Les arguments en faveur de l'action Coca-Cola
- La marge brute de 61,6 % en 2025 reflète l'avantage structurel d'un modèle de concentration et de franchise qui isole KO des coûts physiques de la chaîne d'approvisionnement.
- La marge d'exploitation a augmenté de 230 points de base de 2023 à 2025, atteignant 31,3 %, sans restructuration majeure du portefeuille ou programme de réduction des coûts.
- La dette nette LTM/EBITDA de 1,76x se situe en dessous de la fourchette cible de l'entreprise de 2x à 2,5x, ce qui laisse de la place pour un retour de capital supplémentaire tout en conservant des notations de qualité.
- 64 années consécutives d'augmentation du dividende, avec un consensus DPS attendu à 2,16 $ en 2026 et 2,27 $ en 2027, fournissant un revenu composé qui compense partiellement le potentiel d'appréciation plus lent du prix de KO.
- La croissance du BPA comparable du T1 2026 de 18 % en glissement annuel, alimentée par l'efficacité des dépenses d'exploitation et les revenus de capitaux propres des partenaires d'embouteillage, a dépassé de près de 6 % les estimations de la Bourse.
Les arguments en faveur de l'action PepsiCo
- Le TRI annualisé de 6,8 % du modèle TIKR donne à PEP un avantage de 130 points de base par rapport à KO dans le cas moyen, ce qui se traduit par un rendement total de 37,4 % à la fin de la période couverte par le modèle.

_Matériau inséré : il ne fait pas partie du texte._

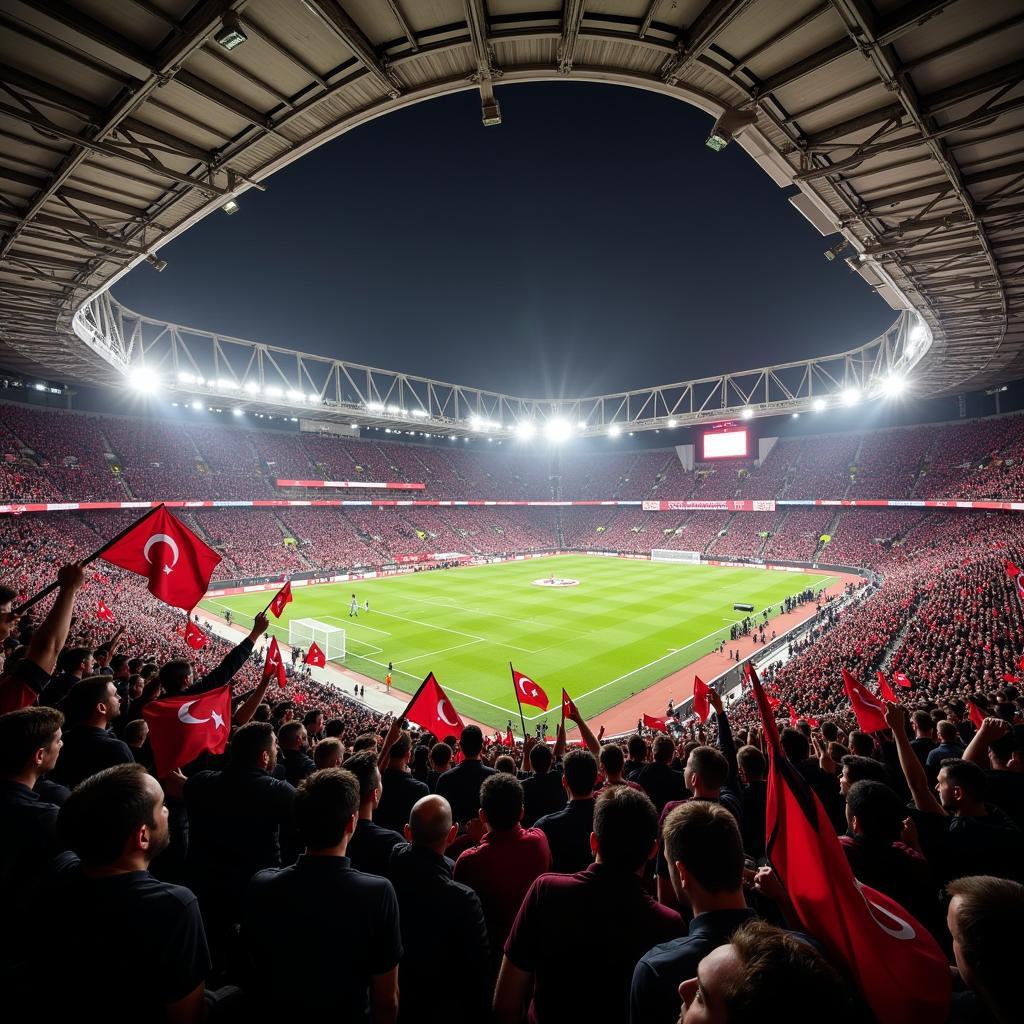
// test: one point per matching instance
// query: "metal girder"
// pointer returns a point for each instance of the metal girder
(572, 11)
(337, 18)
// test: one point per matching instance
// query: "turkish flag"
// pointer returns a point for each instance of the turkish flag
(868, 709)
(568, 708)
(175, 561)
(431, 710)
(181, 728)
(195, 637)
(283, 597)
(527, 691)
(701, 707)
(976, 714)
(885, 690)
(274, 665)
(897, 965)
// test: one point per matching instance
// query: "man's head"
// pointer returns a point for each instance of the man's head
(856, 769)
(115, 818)
(254, 745)
(704, 846)
(327, 805)
(985, 919)
(430, 823)
(501, 802)
(580, 773)
(706, 771)
(328, 753)
(765, 974)
(625, 835)
(961, 785)
(30, 741)
(364, 767)
(471, 741)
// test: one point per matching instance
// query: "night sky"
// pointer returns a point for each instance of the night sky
(590, 244)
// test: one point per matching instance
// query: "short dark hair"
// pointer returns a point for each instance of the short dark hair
(879, 810)
(364, 766)
(326, 800)
(253, 739)
(103, 811)
(626, 826)
(858, 768)
(612, 760)
(471, 740)
(753, 762)
(501, 800)
(967, 775)
(581, 772)
(23, 732)
(781, 971)
(706, 838)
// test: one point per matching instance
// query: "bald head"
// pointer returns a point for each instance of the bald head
(430, 822)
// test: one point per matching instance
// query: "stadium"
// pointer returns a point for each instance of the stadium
(499, 654)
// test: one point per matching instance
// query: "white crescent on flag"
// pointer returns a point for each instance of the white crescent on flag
(186, 718)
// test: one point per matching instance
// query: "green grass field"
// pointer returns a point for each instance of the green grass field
(628, 625)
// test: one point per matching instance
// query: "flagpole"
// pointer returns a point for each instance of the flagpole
(518, 701)
(49, 588)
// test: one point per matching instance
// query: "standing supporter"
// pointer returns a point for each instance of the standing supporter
(370, 849)
(454, 944)
(400, 791)
(614, 923)
(89, 745)
(345, 963)
(507, 859)
(568, 830)
(461, 784)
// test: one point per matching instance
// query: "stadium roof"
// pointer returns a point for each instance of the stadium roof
(899, 125)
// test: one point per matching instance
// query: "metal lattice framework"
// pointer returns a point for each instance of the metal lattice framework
(280, 381)
(897, 127)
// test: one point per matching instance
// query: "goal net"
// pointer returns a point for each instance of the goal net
(330, 639)
(668, 555)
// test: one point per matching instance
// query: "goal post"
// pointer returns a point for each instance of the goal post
(670, 555)
(330, 639)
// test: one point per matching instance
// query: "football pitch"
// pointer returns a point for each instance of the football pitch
(623, 626)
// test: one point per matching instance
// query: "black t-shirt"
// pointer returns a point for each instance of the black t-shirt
(399, 791)
(353, 934)
(88, 750)
(123, 945)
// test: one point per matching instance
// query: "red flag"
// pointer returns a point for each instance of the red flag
(432, 710)
(283, 597)
(897, 965)
(867, 708)
(527, 691)
(568, 708)
(701, 707)
(181, 728)
(274, 665)
(1018, 578)
(976, 714)
(885, 690)
(194, 636)
(176, 562)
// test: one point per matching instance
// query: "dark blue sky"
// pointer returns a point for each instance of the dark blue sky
(591, 243)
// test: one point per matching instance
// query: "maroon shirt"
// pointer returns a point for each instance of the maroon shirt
(612, 922)
(501, 869)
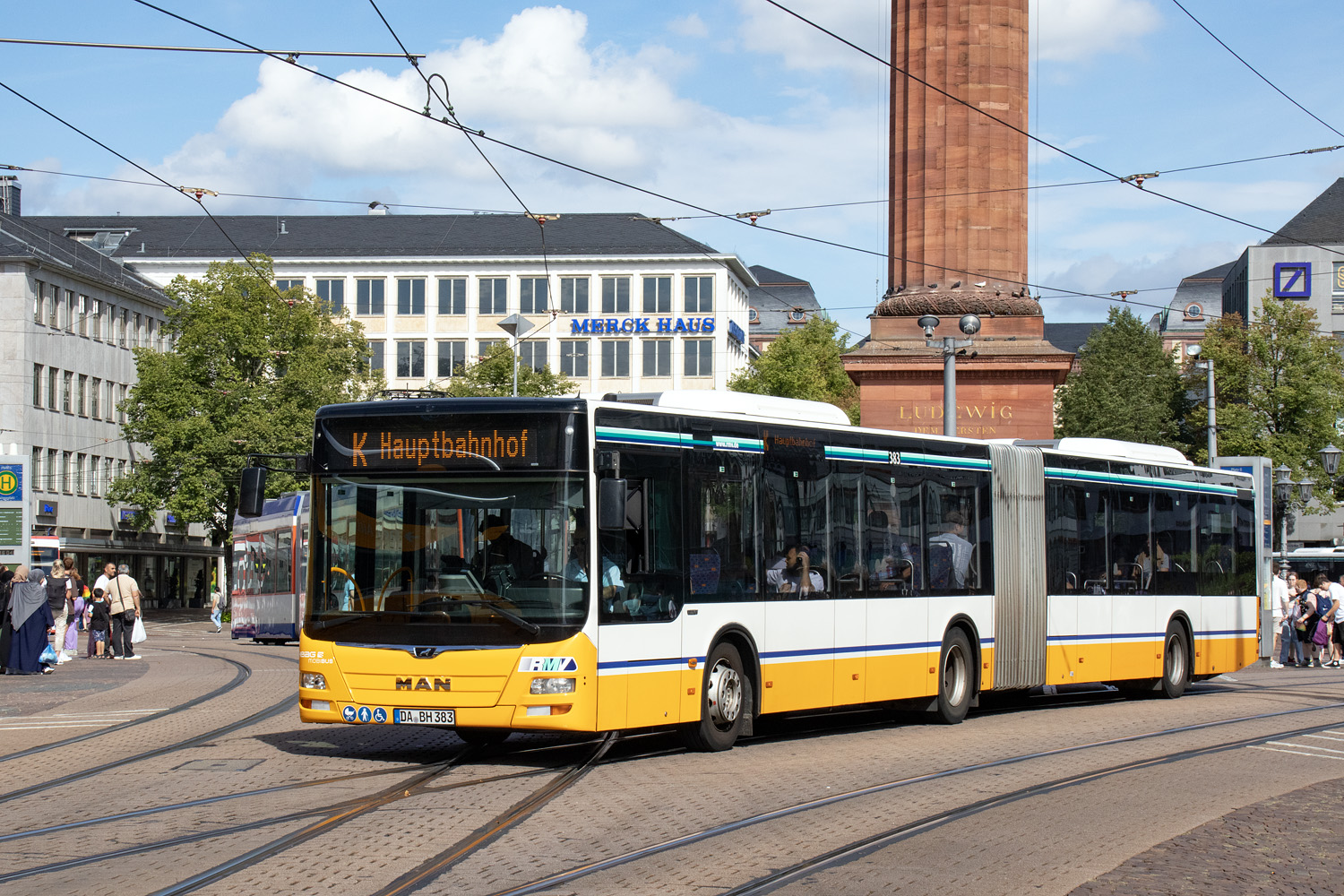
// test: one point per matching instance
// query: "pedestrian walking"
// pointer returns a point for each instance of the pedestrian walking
(58, 598)
(124, 595)
(31, 619)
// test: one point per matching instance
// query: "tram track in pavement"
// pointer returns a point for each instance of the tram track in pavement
(261, 715)
(242, 673)
(929, 823)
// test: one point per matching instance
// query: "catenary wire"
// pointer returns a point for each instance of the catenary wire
(1255, 72)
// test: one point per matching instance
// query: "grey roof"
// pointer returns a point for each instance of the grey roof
(1070, 338)
(1203, 289)
(383, 236)
(21, 238)
(1320, 222)
(776, 296)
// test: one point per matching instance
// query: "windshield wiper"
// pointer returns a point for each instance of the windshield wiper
(531, 627)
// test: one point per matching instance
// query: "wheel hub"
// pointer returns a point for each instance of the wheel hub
(725, 694)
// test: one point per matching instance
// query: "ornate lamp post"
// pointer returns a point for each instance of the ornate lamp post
(951, 347)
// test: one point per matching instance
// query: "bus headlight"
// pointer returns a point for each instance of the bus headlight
(553, 685)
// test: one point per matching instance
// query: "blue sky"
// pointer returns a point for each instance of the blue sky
(728, 105)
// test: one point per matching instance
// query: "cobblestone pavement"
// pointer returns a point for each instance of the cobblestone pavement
(1231, 818)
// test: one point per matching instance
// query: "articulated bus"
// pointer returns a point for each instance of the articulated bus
(271, 571)
(693, 560)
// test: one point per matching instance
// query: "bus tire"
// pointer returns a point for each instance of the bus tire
(481, 737)
(956, 678)
(725, 702)
(1175, 661)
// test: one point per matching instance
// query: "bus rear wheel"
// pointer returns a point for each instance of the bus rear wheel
(725, 700)
(956, 680)
(1175, 662)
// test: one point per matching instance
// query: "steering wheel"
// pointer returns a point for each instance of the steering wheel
(359, 595)
(382, 595)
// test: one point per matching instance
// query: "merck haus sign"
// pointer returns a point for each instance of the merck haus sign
(629, 325)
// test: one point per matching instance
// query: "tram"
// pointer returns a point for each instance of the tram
(271, 571)
(698, 559)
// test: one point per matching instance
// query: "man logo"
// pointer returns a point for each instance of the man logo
(547, 664)
(424, 684)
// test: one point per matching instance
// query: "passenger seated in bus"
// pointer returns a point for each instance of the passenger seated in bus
(505, 555)
(952, 536)
(793, 573)
(613, 586)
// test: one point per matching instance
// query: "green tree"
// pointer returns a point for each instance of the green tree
(1128, 387)
(494, 376)
(804, 363)
(245, 374)
(1279, 386)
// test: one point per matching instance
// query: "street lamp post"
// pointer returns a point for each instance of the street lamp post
(1193, 351)
(951, 347)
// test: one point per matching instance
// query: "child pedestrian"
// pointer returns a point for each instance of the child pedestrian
(99, 624)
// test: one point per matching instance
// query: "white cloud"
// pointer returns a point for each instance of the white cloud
(1077, 30)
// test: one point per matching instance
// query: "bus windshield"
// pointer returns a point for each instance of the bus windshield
(445, 559)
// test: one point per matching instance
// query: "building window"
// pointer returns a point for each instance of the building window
(531, 292)
(368, 296)
(452, 296)
(699, 357)
(410, 360)
(658, 295)
(410, 296)
(616, 295)
(574, 295)
(452, 357)
(332, 295)
(494, 295)
(531, 355)
(574, 358)
(699, 295)
(658, 358)
(616, 358)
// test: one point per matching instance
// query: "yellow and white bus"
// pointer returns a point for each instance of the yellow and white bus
(695, 559)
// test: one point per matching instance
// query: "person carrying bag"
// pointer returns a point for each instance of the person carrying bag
(124, 594)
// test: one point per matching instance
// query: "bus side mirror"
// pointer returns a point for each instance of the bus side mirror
(610, 504)
(253, 493)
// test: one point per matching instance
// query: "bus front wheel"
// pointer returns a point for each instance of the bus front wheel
(1175, 662)
(725, 697)
(954, 678)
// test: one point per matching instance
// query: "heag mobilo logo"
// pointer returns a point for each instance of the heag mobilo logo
(547, 664)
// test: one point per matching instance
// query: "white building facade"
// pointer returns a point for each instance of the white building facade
(617, 303)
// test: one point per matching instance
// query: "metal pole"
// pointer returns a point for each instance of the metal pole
(1212, 429)
(949, 386)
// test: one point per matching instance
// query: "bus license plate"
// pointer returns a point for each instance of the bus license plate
(426, 716)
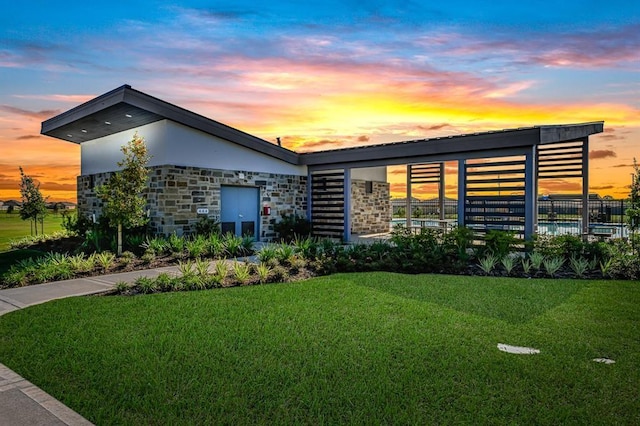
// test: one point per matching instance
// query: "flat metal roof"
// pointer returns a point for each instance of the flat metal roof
(125, 108)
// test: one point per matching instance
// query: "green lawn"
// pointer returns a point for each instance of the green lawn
(14, 228)
(367, 348)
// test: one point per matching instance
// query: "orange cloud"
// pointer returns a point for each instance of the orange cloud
(603, 153)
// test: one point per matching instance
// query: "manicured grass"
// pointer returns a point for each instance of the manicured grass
(14, 228)
(364, 348)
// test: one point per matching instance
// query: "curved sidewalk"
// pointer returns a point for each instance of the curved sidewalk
(21, 402)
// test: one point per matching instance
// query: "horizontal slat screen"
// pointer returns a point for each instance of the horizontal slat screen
(327, 204)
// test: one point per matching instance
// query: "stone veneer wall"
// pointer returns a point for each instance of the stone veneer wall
(176, 192)
(370, 213)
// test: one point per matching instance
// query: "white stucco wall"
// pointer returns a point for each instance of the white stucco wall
(376, 174)
(172, 143)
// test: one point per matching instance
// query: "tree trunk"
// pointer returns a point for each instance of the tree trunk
(119, 239)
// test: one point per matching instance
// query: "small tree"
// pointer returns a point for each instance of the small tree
(124, 205)
(34, 205)
(633, 212)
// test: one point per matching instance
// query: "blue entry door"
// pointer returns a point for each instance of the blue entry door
(239, 210)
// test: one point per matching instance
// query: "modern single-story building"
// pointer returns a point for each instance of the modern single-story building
(201, 167)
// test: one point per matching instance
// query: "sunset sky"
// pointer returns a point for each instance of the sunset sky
(326, 74)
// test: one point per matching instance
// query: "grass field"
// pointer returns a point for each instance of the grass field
(367, 348)
(14, 228)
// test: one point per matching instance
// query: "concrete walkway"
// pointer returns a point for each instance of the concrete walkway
(22, 403)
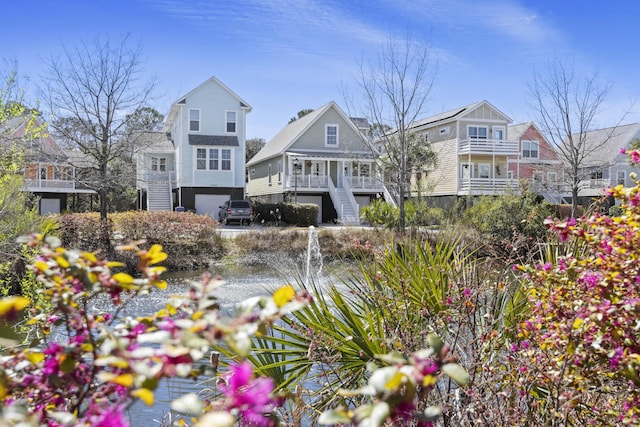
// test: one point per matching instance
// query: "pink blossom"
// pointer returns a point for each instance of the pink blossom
(251, 397)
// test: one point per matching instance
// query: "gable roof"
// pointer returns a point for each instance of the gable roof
(175, 107)
(455, 114)
(515, 132)
(615, 139)
(291, 132)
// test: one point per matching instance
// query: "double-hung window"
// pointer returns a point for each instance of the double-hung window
(530, 149)
(477, 132)
(194, 120)
(231, 120)
(158, 164)
(213, 159)
(331, 135)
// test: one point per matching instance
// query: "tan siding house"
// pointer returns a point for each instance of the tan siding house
(320, 158)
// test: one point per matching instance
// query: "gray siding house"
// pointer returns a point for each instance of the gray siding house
(322, 158)
(198, 161)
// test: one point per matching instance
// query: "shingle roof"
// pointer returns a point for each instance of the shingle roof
(279, 143)
(227, 140)
(514, 132)
(606, 143)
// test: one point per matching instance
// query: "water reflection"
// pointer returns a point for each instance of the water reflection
(241, 282)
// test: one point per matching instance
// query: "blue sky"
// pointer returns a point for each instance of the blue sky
(282, 56)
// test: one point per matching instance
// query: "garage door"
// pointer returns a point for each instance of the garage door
(316, 200)
(48, 206)
(209, 204)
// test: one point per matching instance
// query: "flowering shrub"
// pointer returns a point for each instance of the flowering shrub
(579, 352)
(88, 367)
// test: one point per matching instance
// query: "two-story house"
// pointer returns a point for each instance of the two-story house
(47, 170)
(538, 166)
(322, 158)
(472, 150)
(604, 165)
(198, 162)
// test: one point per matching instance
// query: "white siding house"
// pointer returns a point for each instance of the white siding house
(200, 162)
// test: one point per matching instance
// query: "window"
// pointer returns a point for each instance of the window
(529, 149)
(477, 132)
(279, 171)
(231, 121)
(194, 120)
(226, 159)
(484, 170)
(331, 135)
(158, 164)
(213, 159)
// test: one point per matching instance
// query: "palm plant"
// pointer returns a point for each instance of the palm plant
(433, 285)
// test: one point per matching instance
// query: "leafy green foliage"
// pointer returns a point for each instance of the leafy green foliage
(300, 214)
(189, 239)
(417, 213)
(509, 226)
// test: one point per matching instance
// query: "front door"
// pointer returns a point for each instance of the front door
(317, 173)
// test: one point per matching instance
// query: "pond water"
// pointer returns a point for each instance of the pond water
(240, 282)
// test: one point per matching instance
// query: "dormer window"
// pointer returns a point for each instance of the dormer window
(231, 120)
(331, 137)
(194, 120)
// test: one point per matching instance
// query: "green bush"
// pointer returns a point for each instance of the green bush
(510, 226)
(189, 239)
(300, 214)
(417, 213)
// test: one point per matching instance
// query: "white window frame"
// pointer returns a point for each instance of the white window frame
(484, 167)
(469, 167)
(215, 158)
(527, 146)
(158, 164)
(279, 166)
(196, 110)
(228, 121)
(478, 127)
(329, 138)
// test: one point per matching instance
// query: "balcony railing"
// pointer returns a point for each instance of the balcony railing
(321, 182)
(488, 186)
(490, 146)
(158, 178)
(50, 184)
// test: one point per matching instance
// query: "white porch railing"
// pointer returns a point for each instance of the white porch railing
(322, 182)
(49, 183)
(493, 146)
(488, 185)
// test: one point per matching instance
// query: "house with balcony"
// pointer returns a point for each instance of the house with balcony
(322, 158)
(537, 166)
(604, 165)
(48, 173)
(472, 150)
(198, 161)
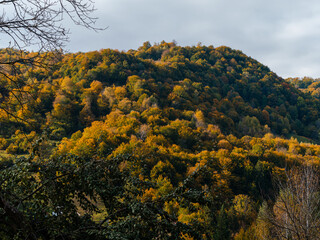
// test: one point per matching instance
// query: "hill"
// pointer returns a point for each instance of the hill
(163, 142)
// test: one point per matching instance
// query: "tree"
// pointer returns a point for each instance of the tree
(35, 25)
(296, 212)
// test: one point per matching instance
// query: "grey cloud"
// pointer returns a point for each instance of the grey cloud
(283, 35)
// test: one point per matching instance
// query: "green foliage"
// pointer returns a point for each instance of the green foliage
(163, 142)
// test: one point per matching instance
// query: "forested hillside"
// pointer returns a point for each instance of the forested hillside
(163, 142)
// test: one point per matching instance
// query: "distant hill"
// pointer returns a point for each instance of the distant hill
(232, 90)
(162, 142)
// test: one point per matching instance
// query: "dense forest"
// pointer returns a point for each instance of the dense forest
(163, 142)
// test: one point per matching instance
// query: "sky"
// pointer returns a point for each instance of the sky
(282, 34)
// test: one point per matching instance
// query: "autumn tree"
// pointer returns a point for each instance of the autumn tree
(36, 25)
(296, 212)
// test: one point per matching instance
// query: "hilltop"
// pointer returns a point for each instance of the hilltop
(160, 142)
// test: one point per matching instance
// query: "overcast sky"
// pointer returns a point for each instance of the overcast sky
(282, 34)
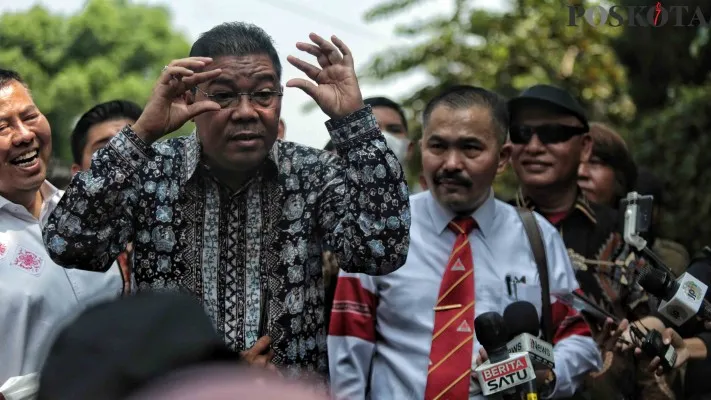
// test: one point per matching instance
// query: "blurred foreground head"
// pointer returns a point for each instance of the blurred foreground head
(113, 349)
(225, 382)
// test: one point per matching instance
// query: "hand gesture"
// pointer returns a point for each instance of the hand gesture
(260, 355)
(669, 336)
(337, 91)
(168, 108)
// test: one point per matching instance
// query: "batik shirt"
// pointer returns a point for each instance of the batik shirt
(230, 249)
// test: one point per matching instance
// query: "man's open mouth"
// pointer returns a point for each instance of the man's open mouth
(26, 159)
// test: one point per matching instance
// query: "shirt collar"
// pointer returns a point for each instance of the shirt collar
(193, 152)
(484, 215)
(47, 190)
(581, 205)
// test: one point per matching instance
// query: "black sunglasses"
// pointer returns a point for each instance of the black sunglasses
(547, 134)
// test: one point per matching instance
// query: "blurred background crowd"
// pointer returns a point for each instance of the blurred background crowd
(652, 85)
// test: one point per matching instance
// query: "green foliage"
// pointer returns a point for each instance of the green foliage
(111, 49)
(674, 144)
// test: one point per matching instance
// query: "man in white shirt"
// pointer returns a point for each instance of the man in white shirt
(36, 295)
(388, 335)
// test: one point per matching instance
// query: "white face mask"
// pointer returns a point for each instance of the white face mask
(398, 145)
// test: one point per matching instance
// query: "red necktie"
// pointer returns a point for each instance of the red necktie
(450, 365)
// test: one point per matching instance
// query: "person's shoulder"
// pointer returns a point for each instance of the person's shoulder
(511, 216)
(298, 155)
(170, 147)
(671, 246)
(605, 215)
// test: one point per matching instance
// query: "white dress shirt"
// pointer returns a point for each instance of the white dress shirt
(381, 327)
(36, 295)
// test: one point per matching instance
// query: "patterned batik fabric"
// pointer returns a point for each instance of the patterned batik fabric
(231, 248)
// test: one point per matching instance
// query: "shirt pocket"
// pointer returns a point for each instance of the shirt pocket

- L'alimentation en Amérique du Nord a enregistré 300 millions d'occasions de consommation supplémentaires au premier trimestre 2026 par rapport au premier trimestre 2025, avec des gains de part de valeur confirmés dans les données IRI pour la première fois depuis plusieurs trimestres.
- Le consensus sur le FCF fait un bond de 44,8 % en 2026 pour atteindre 11,1 milliards de dollars, les marges du FCF passant de 8,2 % en 2025 à 11,2 %, les économies de productivité réalisées grâce aux fermetures d'usines et aux réductions d'effectifs se répercutant sur le compte de résultat.
- Le cours le plus bas de 127,60 dollars sur 52 semaines représente une baisse de 19,5 % par rapport au cours le plus haut sur 52 semaines, une baisse qui n'a pas été observée chez KO au cours de la même période, ce qui constitue un point d'entrée à moindre coût pour les investisseurs désireux de conserver leurs titres jusqu'à la fin de la période de redressement.
- Le consensus de croissance des revenus de 5,3 % en 2026 représente plus de 2,5 fois les 2,0 % de Coca-Cola, grâce à l'accélération internationale, à la croissance de 9 % du chiffre d'affaires de PBNA combinant les gains organiques et les plates-formes acquises, y compris poppi, et au retour à un volume positif pour les produits alimentaires en Amérique du Nord.